Un'oscuro mondo di Bunny, 2005, tecnica mista , 80 x 60 cm.
La cifra distintiva del lavoro di Massimo Giacon e' la totale libertà d'interazione tra i generi artistici in un intento d'azzeramento dei valori espressivi a codici interscambiabili. La costante che accomuna il suo percorso, altamente variegato, e' l'imprevedibilità e la graffiante ironia presente nelle opere. Si avverte una volontà dissacratoria che s'esprime attraverso slittamenti concettuali, "interferenze aliene" s'innestano in schemi grafici assimilati dalla nostra percezione creando un brivido, un sobbalzo.
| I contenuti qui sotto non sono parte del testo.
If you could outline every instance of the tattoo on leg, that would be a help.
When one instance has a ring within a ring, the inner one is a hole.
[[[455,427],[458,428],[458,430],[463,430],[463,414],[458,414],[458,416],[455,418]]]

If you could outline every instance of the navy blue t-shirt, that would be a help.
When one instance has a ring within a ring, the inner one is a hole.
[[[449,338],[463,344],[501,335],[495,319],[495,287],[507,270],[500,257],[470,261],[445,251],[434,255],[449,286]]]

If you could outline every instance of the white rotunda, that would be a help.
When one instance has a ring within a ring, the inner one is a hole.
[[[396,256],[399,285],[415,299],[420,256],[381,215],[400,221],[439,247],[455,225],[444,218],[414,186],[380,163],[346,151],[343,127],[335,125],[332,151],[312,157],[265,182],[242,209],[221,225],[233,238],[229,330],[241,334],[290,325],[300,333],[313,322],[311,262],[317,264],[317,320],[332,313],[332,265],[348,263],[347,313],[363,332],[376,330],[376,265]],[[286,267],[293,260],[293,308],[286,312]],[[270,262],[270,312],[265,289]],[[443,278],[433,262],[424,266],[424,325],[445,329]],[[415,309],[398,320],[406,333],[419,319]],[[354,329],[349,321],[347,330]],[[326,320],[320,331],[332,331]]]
Quella di Giacon e' una surrealtà d'innocua apparenza da parte di un artista che non giudica ma piuttosto gioca. Trapela un divertimento dell'autore che contagia il fruitore in un interscambio ludico di emozioni e pensieri.
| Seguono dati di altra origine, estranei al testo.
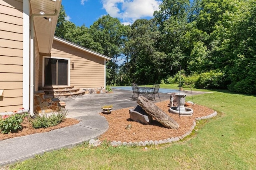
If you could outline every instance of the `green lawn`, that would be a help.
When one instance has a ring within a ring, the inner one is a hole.
[[[256,169],[255,96],[207,91],[213,93],[194,96],[194,102],[213,109],[218,115],[198,121],[196,131],[186,139],[148,147],[146,150],[143,147],[114,147],[106,143],[92,148],[85,143],[46,153],[10,169]]]

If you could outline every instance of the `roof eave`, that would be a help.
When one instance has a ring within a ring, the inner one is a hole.
[[[83,47],[80,46],[80,45],[77,45],[76,44],[74,44],[73,43],[71,43],[71,42],[69,42],[68,41],[67,41],[66,40],[65,40],[64,39],[61,39],[60,38],[59,38],[58,37],[56,37],[56,36],[54,36],[54,39],[55,40],[56,40],[58,42],[60,42],[61,43],[63,43],[64,44],[66,44],[70,46],[71,47],[72,47],[74,48],[76,48],[77,49],[79,49],[80,50],[82,50],[82,51],[84,51],[84,52],[89,53],[90,54],[92,54],[93,55],[94,55],[95,56],[99,57],[100,57],[103,58],[104,59],[106,59],[107,61],[109,61],[111,59],[111,58],[106,56],[106,55],[102,55],[101,54],[100,54],[98,53],[97,53],[96,51],[93,51],[92,50],[91,50],[90,49],[87,49],[86,48],[84,47]]]

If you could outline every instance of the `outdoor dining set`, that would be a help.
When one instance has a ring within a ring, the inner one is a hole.
[[[159,100],[161,101],[158,94],[160,84],[153,85],[152,87],[146,87],[146,85],[144,86],[139,86],[137,84],[132,84],[132,88],[133,93],[132,98],[133,98],[134,94],[136,94],[137,95],[137,98],[140,95],[142,95],[148,98],[155,101],[156,95],[157,94]]]

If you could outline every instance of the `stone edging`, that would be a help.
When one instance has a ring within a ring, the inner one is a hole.
[[[217,111],[215,111],[213,113],[210,115],[208,115],[206,116],[203,116],[202,117],[196,117],[196,120],[203,120],[207,119],[210,119],[212,117],[213,117],[214,116],[216,116],[217,115]],[[146,141],[144,142],[141,141],[140,142],[134,142],[132,143],[132,142],[124,142],[122,143],[120,141],[116,142],[116,141],[113,141],[110,143],[110,145],[113,147],[117,147],[121,145],[125,146],[144,146],[147,145],[157,145],[159,144],[162,144],[166,143],[172,143],[174,142],[177,142],[180,140],[182,139],[185,137],[190,135],[192,133],[192,131],[195,128],[195,127],[196,125],[196,121],[193,121],[193,125],[191,126],[191,127],[189,129],[189,130],[187,132],[178,137],[172,137],[171,138],[167,138],[167,139],[164,139],[164,140],[160,140],[159,141],[153,141],[150,140],[148,141]],[[91,139],[89,141],[89,145],[92,146],[93,147],[97,147],[100,145],[102,143],[102,142],[99,139],[95,140],[94,139]]]

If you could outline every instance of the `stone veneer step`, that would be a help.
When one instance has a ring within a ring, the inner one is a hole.
[[[60,90],[64,89],[70,89],[74,88],[74,86],[46,86],[44,87],[39,87],[38,89],[40,90]]]
[[[77,92],[78,92],[79,91],[79,89],[78,88],[68,88],[68,89],[63,89],[60,90],[56,90],[56,89],[53,89],[53,90],[44,90],[44,91],[46,95],[47,94],[54,94],[56,95],[57,94],[65,94],[66,93],[74,93]]]
[[[85,91],[84,90],[80,90],[78,92],[70,92],[65,94],[46,94],[44,95],[45,98],[72,98],[77,96],[82,96],[84,94]]]

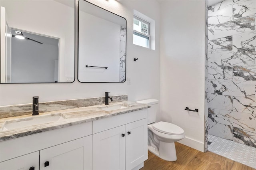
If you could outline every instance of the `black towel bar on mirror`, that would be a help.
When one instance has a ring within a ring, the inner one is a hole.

Nel lavoro eclettico e multiforme di Massimo Giacon la trasgressione a volte si fa apparentemente più marcata. L'erotismo, la filosofia, la religione, l'arte perdono la loro valenza e diventano solo asteroidi nell'universo Giacon".
Un grande Luna Park in cui viene risucchiata la realtà contemporanea nelle sue molteplici sfaccettature e, grazie alle "lenti colorate e deformanti" dell'artista, diviene parte di un onirico festival delirante e gioioso.
Never-Let-meGo
Dal punto di vista iconografico il lavoro di Giacon e' connotato dalla linea morbida, dal colore acceso e psichedelico abbinato ad un contenuto spesso forte, irriverente, conturbante che affonda le radici nella cultura fetish ed hard del mondo underground. Il processo che lui compie tende ad edulcorare il mondo hard trasformandolo in un "tranquillizzante baby shampoo".
Nell'universo Giacon il male assoluto non esiste ed anche le situazioni estreme sono prive di ogni aspetto drammatico come la morte, la malattia, ecc.
E' sostanzialmente un mondo positivo in cui trapela un certo dissenso verso il marketing dei mass media e l'impossibilità di aderire a certi modelli estetici imposti da esso oltre all'uso propagandistico, soprattutto americano, dei comics book degli anni Sessanta - Settanta.